The inimitable Koji Wada of BlueHarbor has added yet another feather to his cap with what is likely the first specimen of Abe’s Angelfish to ever find its way into a retail aquarium store. Collected from the Coral Sea at the absurd depth of 140 meters by Tim Bennett of Cairns Marine, this ugly little fish is one of the most spectacular finds in recent memory.
There’s remarkably little known about C. abei, especially when it comes to where it occurs and what other angelfishes it is most closely related to. At the time of its description, several other genera were put forth as possible relatives, though it didn’t quite fit into any of them. It’s current placement in Centropyge seems to have more to do with its overall size than any particular morphological trait it shares with the group, which makes perfect sense given that we now know that these pint-sized pomacanthids are not a natural group, having evolved independently on several occasions. Unfortunately, the most recent phylogenetic review of the angelfish family by Gaither et al 2014 wasn’t able to include C. abei in their genetic analysis, meaning we are still very much in the dark.
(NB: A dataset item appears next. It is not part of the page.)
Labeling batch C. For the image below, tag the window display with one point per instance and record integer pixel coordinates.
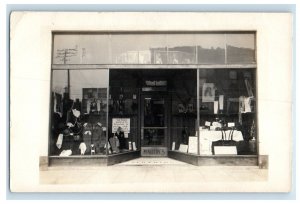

The discovery of C. abei in the Coral Sea represents a large range extension, as the nearest confirmed locality had been from Manado in Northern Sulawesi. Another possible sighting is claimed from American Samoa, and there are earlier records from Palau, Yap, Pohnpei and Miyazaki, Japan. This map illustrates every sighting I’m aware of, which indicates that this species is either widespread in the West Pacific or, alternatively, widespread in the Central Pacific, with most sightings having occurred at the edge of this ecoregion. It’s hard to know which of these is the more likely scenario—even the record at Sulawesi is from a location known to occasionally get Micronesian waifs.
Of these specimens, the only shallow record was a small individual found at just 5 meters in Japan, while all others have been well below 100 meters. Temperatures at this depth are usually below a thermocline, with some having been found in near 70℉ water and others well below 60℉. Obviously, a good aquarium chiller is called for to keep this one healthy long-term.
It’ll be interesting to see how much this specimen sells for, because, as mentioned previously, this is a rather unattractive angelfish. It’s hard to imagine such a dull species fetching the sorts of absurd prices we’ve come to expect from the likes of the Peppermint or Personatus Angelfishes… though this is, of course, far rarer in captivity than either of those at the moment. Wherever it ends up, hopefully its new owner will be willing to contribute a fin clipping so that we might at last determine where this enigmatic fish fits into the big picture of pomacanthid evolution.